A cada dia novas medidas deverão ser apresentadas pelo Governo, no entanto, a preocupação é enorme dos empresários frente as suas responsabilidades e obrigações.

Destaca-se que, especialmente em face do enfoque empresarial, uma vez que estes já estão sentindo os efeitos da pandemia no faturamento, vejamos as medidas:

  • Diferimento do prazo de pagamento do FGTS por 3 meses – impacto de R$30 bilhões;
  • Diferimento da parte da União no Simples Nacional por 3 meses – estimativa de R$ 22,2 bilhões;
  • Crédito do PROGER / FAT para Micro e Pequenas Empresas – projeção de R$ 5 bilhões;
  • Redução de 50% nas contribuições do Sistema S por 3 meses – impacto de R$2,2 bilhões;
  • Simplificação das exigências para contratação de crédito e dispensa de documentação (CND) para renegociação de crédito;
  • Facilitar o desembaraço de insumos e matérias-primas industriais importadas antes do desembarque.
  • Zerar alíquotas de importação para produtos de uso médico-hospitalar (até o final do ano);
  • Desoneração temporária de IPI para bens importados listados que sejam necessários ao combate ao Covid-19;
  • Desoneração temporária de IPI para bens produzidos internamente listados que sejam necessários ao combate ao Covid-19.

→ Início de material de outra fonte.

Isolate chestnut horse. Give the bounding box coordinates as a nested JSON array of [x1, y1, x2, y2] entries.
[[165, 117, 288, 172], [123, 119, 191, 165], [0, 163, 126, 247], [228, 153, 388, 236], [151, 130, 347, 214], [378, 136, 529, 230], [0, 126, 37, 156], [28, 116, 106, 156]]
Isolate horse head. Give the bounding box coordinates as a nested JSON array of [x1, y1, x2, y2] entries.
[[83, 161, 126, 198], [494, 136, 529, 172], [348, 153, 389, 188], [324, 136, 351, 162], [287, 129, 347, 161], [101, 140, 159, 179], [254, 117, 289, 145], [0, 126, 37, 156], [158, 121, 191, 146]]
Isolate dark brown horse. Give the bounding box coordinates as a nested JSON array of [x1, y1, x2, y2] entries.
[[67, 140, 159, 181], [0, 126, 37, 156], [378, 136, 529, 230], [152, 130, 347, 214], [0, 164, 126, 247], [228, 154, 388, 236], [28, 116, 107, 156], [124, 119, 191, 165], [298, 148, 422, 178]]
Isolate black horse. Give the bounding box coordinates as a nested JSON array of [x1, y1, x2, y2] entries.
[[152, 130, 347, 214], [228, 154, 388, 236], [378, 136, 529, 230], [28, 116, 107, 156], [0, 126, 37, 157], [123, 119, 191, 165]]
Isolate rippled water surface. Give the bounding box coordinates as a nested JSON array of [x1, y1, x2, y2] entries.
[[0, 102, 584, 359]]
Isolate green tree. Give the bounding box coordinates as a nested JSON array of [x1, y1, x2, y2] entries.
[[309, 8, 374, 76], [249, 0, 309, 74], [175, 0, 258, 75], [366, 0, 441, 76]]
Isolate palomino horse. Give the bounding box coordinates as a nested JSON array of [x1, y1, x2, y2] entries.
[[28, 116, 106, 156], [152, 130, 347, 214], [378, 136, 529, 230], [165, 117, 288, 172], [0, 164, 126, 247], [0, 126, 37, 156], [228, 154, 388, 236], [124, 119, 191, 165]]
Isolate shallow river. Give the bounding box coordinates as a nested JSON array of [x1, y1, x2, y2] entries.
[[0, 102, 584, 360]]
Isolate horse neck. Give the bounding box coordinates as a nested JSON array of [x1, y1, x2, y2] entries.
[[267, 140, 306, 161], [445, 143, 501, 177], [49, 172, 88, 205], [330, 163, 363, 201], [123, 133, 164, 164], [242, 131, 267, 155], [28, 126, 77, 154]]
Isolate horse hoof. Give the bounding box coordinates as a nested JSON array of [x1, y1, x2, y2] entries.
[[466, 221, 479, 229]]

Está presente no meio empresarial, e é claro em toda a sociedade, uma insegurança na tomada de decisões.

Especificamente quanto aos diferimentos dos pagamentos dos tributos, cabe ao gestor das empresas entender que é melhor não quitar de forma antecipada, uma vez que novas medidas poderão ser feitas a qualquer tempo, até mesmo a fim de beneficiar ainda mais a classe empresarial.

Não há como haver cobrança de juros e multa em razão do não pagamento nas datas anteriormente existentes, uma vez que a Resolução no 152 de 18 de março de 2020 altera os vencimentos específicos para o pagamento do Simples Nacional.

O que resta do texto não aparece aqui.